Kraken argued that the reviews were a breach of the laid off employees' severance contract, which prohibits publicly disclosing confidential information or disparaging or defaming the company.
"In the cryptocurrency industry, security and reputation are paramount. Like its peer companies, Kraken uses confidentiality and severance agreements to protect the platform's security and its reputation," Kraken co-founder and CEO Jesse Powell told Fast Company. "In those agreements, each side receives something. The former employee at issue here would like to benefit from the agreement without upholding his or her side of the bargain. We welcome employee feedback, but we won't tolerate double-dealing."
Glassdoor sent a notice to the users affected by the court decision and a timeframe by which it would have to reveal their information.
"We don't think that the court actually analyzed it under the proper legal test," Aaron Mackey, a staff attorney at EFF, told HR Dive. "So we're asking the court to take a second look at that initial determination, in addition to asking it to apply stronger protections for the anonymous reviewer."
Mackey added that their client took great care not to write anything in the review that would be in breach of the severance agreement. The commentary was not an overly negative hit job, mentioning praise for colleagues while also adding that "I personally had a deep sense of trepidation much of the time."
"Our client said things like 'didn't approve of the leadership' and 'wouldn't recommend working there,' but also had positive things to say, like felt the people he worked with were knowledgeable and smart," Mackey said.
EFF said it believes this is a breach of J. Doe's First Amendment rights and sets a dangerous precedent for a company's ability to silence employees.
"In light of the protected nature of Doe's speech and Doe's belief that this litigation is designed to chill, harass, and silence Doe and other former Payward employees, this Court should adopt more robust protections for anonymous speakers," EFF wrote in the motion to quash the subpoena compelling Glassdoor to provide the identifying information of the commenters.
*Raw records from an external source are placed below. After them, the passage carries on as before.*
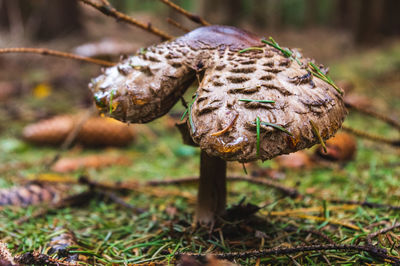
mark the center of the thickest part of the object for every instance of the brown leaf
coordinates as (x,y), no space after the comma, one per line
(96,131)
(342,147)
(65,165)
(295,160)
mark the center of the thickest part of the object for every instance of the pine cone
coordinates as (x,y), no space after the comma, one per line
(95,132)
(342,147)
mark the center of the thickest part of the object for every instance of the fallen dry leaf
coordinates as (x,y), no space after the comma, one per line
(95,132)
(342,147)
(65,165)
(296,160)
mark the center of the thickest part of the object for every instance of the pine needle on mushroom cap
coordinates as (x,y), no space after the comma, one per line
(251,78)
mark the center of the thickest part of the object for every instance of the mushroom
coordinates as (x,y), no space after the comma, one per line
(255,100)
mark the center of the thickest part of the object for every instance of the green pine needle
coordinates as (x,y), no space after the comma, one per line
(286,52)
(251,49)
(190,113)
(98,102)
(184,114)
(244,169)
(316,132)
(189,107)
(315,71)
(111,99)
(258,101)
(277,127)
(258,135)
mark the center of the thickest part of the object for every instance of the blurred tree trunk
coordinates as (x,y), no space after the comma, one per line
(227,12)
(40,19)
(344,15)
(260,13)
(368,26)
(58,18)
(390,24)
(311,13)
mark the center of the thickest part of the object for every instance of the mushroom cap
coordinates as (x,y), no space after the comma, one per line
(224,114)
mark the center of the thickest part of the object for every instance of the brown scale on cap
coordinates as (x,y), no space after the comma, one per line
(146,85)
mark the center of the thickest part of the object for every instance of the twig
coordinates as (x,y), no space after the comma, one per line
(177,25)
(316,132)
(71,137)
(374,251)
(376,138)
(36,258)
(362,203)
(74,200)
(224,130)
(109,10)
(44,51)
(292,192)
(390,121)
(189,15)
(382,231)
(5,254)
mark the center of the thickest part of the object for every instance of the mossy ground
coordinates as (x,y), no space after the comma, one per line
(107,233)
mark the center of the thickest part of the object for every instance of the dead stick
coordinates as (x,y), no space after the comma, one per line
(377,252)
(109,10)
(177,25)
(292,192)
(373,137)
(71,137)
(382,117)
(362,203)
(44,51)
(382,231)
(189,15)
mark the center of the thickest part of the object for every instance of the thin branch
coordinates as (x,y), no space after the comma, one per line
(223,131)
(109,10)
(71,137)
(382,231)
(376,138)
(189,15)
(374,251)
(390,121)
(44,51)
(363,204)
(177,25)
(292,192)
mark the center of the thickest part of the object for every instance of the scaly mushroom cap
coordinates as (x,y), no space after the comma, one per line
(226,113)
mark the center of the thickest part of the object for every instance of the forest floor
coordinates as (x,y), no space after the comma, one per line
(157,222)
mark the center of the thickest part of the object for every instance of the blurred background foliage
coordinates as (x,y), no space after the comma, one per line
(367,20)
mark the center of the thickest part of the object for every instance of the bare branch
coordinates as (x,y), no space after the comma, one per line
(390,121)
(177,25)
(108,10)
(189,15)
(44,51)
(376,138)
(279,251)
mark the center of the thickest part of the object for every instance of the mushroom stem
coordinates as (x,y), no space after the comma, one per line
(211,198)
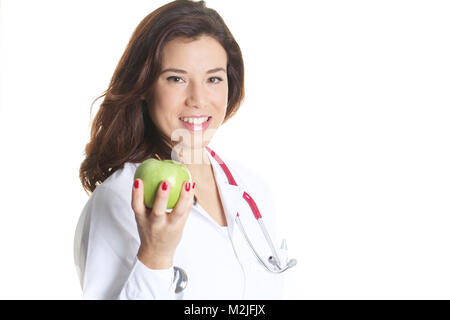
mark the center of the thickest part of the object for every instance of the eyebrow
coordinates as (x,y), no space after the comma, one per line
(183,71)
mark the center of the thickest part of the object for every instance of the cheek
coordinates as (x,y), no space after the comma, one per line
(165,103)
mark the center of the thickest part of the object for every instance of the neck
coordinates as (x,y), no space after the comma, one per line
(197,161)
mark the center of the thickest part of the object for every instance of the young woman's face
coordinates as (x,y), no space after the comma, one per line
(191,92)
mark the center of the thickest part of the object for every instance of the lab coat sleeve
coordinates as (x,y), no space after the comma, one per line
(112,269)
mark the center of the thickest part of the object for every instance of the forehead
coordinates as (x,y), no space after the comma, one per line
(203,52)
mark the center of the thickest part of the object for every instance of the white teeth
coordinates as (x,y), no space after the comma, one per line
(195,120)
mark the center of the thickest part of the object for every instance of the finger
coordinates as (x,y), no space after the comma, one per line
(137,198)
(184,203)
(162,197)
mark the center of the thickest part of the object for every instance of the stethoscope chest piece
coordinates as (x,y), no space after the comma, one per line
(182,279)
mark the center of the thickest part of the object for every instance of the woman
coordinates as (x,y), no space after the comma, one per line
(180,78)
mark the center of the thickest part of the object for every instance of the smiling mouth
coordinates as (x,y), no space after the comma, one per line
(196,124)
(196,120)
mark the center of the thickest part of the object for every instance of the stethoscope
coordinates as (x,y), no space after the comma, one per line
(275,264)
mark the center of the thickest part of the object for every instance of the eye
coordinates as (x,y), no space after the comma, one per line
(215,79)
(174,79)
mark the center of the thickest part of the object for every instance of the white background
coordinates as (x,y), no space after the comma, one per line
(346,114)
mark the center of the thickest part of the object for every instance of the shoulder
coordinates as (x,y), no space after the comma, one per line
(114,194)
(120,182)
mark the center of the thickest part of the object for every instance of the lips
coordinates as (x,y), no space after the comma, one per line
(196,126)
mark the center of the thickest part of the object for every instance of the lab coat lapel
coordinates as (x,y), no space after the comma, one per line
(230,195)
(233,202)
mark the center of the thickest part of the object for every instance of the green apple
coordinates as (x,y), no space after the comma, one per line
(152,172)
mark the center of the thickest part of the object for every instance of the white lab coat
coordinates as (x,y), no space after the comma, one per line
(217,260)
Based on existing legal precedent (Krinsky v. Doe 6, 159 Cal.App.4th 1154 (2008)), Mackey said Kraken needs to establish a prima facie case, meaning it must show it has a credible argument, with evidence, to support "an initial determination" that the defendant's comments are defamatory.
"There's been a lot of cases in which these types of lawsuits are filed primarily not to actually vindicate the legal wrong that's being claimed, but to really just sort of out that person, to ridicule them, to intimidate them, to harass them, or to not just silence that individual speaker but make it known, generally, that to speak critically of the plaintiffs is really not a good idea," Mackey said.
It is EFF's stance that this case and its current rulings could set a dangerous precedent for an employer's ability to silence former employees.
"Our client, like several other Glassdoor reviewers, was simply sharing their own opinions about what it was like to work at Kraken and didn't disclose confidential information," Mackey said. "And if sharing your opinion is disparaging, or otherwise objectionable… you can never share your opinions about what it was like to work anywhere. … and that has serious implications for the sort of downstream control that a company can exert over former employees."
Negative online reviews are a significant issue for companies, with many prospective applicants checking sites like Glassdoor and others for information on potential employers. Employment brand is an increasingly important strategic initiative for HR, especially as power in the labor market shifts towards workers. Companies likely need to recognize the current era of heightened transparency, meaning that anything that goes on in their offices could end up online on Glassdoor, Yelp or Google reviews where applicants, and consumers, can see it.